Nos mitos nórdicos, Freia é sempre desejada pelos gigantes do gelo, que vivem tentando possuí-la. Aí podemos ver a velha e eterna batalha entre o inverno e a primavera, a noite e o dia, as trevas e a luz, ou seja, entre o bem e o mal. Tal como o gelo se espalha por toda parte nos invernos rigorosos e escuros das latitudes setentrionais, os gigantes querem se apossar de Freia, ou melhor, da própria natureza, e com isso perpetuar sua ação devastadora, forçando prematuramente a chegada do Ragnarök, o apocalipse escandinavo.

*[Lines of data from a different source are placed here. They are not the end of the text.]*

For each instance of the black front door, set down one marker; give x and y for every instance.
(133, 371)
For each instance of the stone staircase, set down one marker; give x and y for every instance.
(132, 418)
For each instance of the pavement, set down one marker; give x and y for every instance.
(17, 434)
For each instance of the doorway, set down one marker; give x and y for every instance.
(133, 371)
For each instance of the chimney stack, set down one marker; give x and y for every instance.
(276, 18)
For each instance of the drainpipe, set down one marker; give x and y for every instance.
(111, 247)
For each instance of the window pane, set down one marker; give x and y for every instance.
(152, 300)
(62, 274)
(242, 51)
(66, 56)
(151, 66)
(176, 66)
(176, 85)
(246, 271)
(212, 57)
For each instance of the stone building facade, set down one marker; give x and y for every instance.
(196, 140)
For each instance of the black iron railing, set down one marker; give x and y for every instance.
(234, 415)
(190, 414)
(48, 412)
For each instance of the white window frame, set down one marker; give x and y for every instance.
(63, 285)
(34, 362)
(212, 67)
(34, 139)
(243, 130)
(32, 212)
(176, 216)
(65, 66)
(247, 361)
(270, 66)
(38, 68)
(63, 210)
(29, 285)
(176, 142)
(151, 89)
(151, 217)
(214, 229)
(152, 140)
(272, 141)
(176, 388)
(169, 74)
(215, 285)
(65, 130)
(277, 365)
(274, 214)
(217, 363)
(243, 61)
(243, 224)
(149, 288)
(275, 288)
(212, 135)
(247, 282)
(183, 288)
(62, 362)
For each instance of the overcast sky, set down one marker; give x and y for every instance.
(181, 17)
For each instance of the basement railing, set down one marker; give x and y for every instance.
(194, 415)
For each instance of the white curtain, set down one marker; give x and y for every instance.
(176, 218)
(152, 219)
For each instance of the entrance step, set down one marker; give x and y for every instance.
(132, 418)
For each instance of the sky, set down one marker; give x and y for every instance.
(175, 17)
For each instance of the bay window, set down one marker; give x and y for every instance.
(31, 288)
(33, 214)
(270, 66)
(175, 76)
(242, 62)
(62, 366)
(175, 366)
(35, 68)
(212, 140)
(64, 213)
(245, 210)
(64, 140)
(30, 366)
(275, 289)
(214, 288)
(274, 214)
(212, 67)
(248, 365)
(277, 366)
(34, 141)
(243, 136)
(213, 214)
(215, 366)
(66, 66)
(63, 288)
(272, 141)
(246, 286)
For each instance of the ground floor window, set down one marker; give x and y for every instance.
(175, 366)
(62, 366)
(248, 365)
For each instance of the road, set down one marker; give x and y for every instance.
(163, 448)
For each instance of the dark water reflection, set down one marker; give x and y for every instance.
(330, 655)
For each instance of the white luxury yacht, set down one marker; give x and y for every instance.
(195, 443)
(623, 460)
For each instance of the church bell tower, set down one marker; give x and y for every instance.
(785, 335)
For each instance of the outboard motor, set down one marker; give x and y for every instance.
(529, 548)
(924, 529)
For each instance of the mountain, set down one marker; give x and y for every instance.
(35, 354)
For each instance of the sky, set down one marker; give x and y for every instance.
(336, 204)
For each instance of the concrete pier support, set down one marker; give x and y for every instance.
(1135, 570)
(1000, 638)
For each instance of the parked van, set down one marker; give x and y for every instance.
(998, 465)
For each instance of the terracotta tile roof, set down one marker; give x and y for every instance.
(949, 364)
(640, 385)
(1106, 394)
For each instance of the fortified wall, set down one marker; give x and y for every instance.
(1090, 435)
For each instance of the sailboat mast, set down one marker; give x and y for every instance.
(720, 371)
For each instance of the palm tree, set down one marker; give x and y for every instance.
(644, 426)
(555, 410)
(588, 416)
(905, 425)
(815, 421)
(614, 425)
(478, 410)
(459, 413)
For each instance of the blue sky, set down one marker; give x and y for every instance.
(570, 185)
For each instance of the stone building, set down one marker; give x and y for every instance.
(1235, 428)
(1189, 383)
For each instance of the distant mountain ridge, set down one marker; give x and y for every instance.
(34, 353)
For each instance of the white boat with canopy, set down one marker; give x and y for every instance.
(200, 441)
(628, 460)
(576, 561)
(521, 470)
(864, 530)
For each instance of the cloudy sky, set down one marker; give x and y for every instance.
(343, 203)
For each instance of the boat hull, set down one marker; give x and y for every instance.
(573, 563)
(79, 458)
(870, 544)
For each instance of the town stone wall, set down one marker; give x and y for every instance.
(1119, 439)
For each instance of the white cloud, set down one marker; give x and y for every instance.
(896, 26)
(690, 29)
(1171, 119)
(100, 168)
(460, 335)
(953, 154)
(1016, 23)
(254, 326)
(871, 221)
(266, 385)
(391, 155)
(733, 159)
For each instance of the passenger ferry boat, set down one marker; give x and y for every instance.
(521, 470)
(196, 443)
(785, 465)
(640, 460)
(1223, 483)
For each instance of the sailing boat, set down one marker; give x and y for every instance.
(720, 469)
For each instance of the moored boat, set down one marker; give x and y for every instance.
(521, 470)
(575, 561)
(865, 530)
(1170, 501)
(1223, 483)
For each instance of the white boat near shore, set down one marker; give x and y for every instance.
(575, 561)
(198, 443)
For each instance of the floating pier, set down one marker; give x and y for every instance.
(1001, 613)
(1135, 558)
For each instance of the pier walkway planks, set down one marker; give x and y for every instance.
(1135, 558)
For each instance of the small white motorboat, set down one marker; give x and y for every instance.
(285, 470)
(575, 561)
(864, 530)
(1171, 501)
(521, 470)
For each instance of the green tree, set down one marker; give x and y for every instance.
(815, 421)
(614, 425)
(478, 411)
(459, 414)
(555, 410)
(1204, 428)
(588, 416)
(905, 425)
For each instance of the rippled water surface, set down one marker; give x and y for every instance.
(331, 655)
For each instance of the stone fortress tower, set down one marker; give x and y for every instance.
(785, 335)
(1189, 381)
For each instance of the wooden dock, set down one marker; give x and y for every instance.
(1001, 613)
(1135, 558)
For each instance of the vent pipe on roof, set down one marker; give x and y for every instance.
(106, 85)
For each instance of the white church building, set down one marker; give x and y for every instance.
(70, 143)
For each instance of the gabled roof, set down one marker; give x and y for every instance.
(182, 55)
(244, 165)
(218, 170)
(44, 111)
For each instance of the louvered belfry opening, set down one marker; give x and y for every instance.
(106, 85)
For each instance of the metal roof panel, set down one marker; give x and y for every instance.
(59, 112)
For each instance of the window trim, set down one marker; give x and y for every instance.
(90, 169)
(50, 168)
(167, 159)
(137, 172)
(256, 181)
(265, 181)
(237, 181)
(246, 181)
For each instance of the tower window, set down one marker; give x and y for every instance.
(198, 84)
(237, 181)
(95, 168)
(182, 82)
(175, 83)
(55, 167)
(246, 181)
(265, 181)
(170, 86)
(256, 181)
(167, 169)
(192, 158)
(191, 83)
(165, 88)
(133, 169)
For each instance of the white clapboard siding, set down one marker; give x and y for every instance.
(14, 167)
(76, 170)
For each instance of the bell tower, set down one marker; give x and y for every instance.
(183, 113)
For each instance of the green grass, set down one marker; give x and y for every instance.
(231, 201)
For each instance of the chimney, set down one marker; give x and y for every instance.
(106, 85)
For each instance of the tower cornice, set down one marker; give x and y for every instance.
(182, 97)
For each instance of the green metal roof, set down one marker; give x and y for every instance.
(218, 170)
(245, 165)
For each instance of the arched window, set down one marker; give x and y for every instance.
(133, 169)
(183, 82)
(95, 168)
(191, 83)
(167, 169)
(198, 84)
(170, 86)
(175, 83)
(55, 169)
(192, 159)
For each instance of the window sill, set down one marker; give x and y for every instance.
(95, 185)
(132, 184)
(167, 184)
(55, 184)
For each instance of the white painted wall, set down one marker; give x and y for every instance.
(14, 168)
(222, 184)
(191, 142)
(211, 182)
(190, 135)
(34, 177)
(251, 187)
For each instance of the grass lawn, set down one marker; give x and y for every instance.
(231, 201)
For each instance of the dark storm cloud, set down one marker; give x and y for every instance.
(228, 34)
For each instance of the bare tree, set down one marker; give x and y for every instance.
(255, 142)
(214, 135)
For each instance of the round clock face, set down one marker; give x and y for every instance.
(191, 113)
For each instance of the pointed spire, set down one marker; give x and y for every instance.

Outra ave consagrada à deusa é o falcão, que também está associado à luz, já que é uma representação do Sol. Freia possui uma pele de falcão, transformando-se no pássaro toda vez que a veste.

Quando quer passear pela terra, a deusa viaja em sua carruagem que, como pode ser visto na Edda, o épico islandês que narra os mitos dos deuses e heróis escandinavos, é puxada por dois gatos. Segundo Heinrich Niedner, em seu livro Mitologia nórdica, "os gatos de Freia simbolizam as maliciosas carícias e as alegrias sensuais"6, fato corroborado por Jalaja Bonheim, quando diz em Goddes - a celebration in art and literature: "contudo, ela também possuía uma carruagem na qual geralmente viajava puxada por gatos, seus animais favoritos, que simbolizam o carinho, a meiguice e a sensualidade." Aliás, qualquer bom livro de runas que se preocupa com a parte mitológica, o que é fundamental para o aprendizado correto do oráculo, traz estas informações.

Richard Wagner, o grande maestro dramaturgo, em O ouro do Reno, ópera que faz parte da inigualável Tetralogia, trabalha o arquetípico tema do conflito entre o amor e o poder. Aqui Freia é o centro de uma negociata entre Wotan (o Odin germânico) e os gigantes Fasolt e Fafner. O rei dos deuses contrata os gigantes para construírem um palácio inexpugnável, o Walhalla, e promete dar a deusa do amor em troca do serviço. Wagner modificou um pouco a mitologia fundindo a deusa Idun, a guardiã das maçãs douradas, a Freia. Fasolt queria a deusa por sua beleza, mas Fafner, cuja personalidade é mais esperta e cruel, vê com a posse da divindade, uma maneira de destruir os deuses. O fato é que sem os mágicos frutos de Freia, Wotan e os demais estão condenados ao envelhecimento e à destruição. A deusa é, então, a responsável pela vida.

Contudo, a morte está presente na essência de Freia, como não poderia faltar na idiossincrasia de uma autêntica Grande Mãe. Ela também é a rainha das Valquírias, as amazonas nórdicas, cuja função é resgatar os mortos nos campos de batalha para engrossar as tropas dos deuses no confronto final, o Ragnarök (destino dos deuses). De acordo com o mito, metade desses homens vão para o seu palácio chamado Sessrúmnir, que significa "o que tem muitos tronos". A outra metade era escolhida por Odin.

Assim sendo, podemos dizer a partir das análises feitas acima, que Freia é uma verdadeira e completa Grande Mãe, pois abarca praticamente todas as suas funções. É esposa, pois tem como marido uma divindade chamada Od (ou Odin); é mãe, já que deu à luz a bela Hnoss; é sensual (arma do feminino para atrair o macho para o hierós gámos, a união sagrada); é criativa e fecunda, sendo a própria representação da primavera, ou seja, da vida; e possui também o lado psicopompo e destruidor, pois como Imperatriz das Valquírias, conduz e recebe os guerreiros em seu acolhedor regaço, o palácio Sessrúmnir.

Clive Barrett, foi imensamente feliz ao colocar Freia como sendo a Imperatriz do seu Norse Tarot. Na lâmina, ela surge imponente em trajes de Valquíria, em meio a um trigal dourado e maduro. Grávida, tem a seu lado um gato, enquanto duas andorinhas voam à sua volta. A runa Jera, cujos significados são colheita, abundância e fertilidade, entre outros, foi associada ao Arcano pelo autor, aparecendo na borda inferior da carta.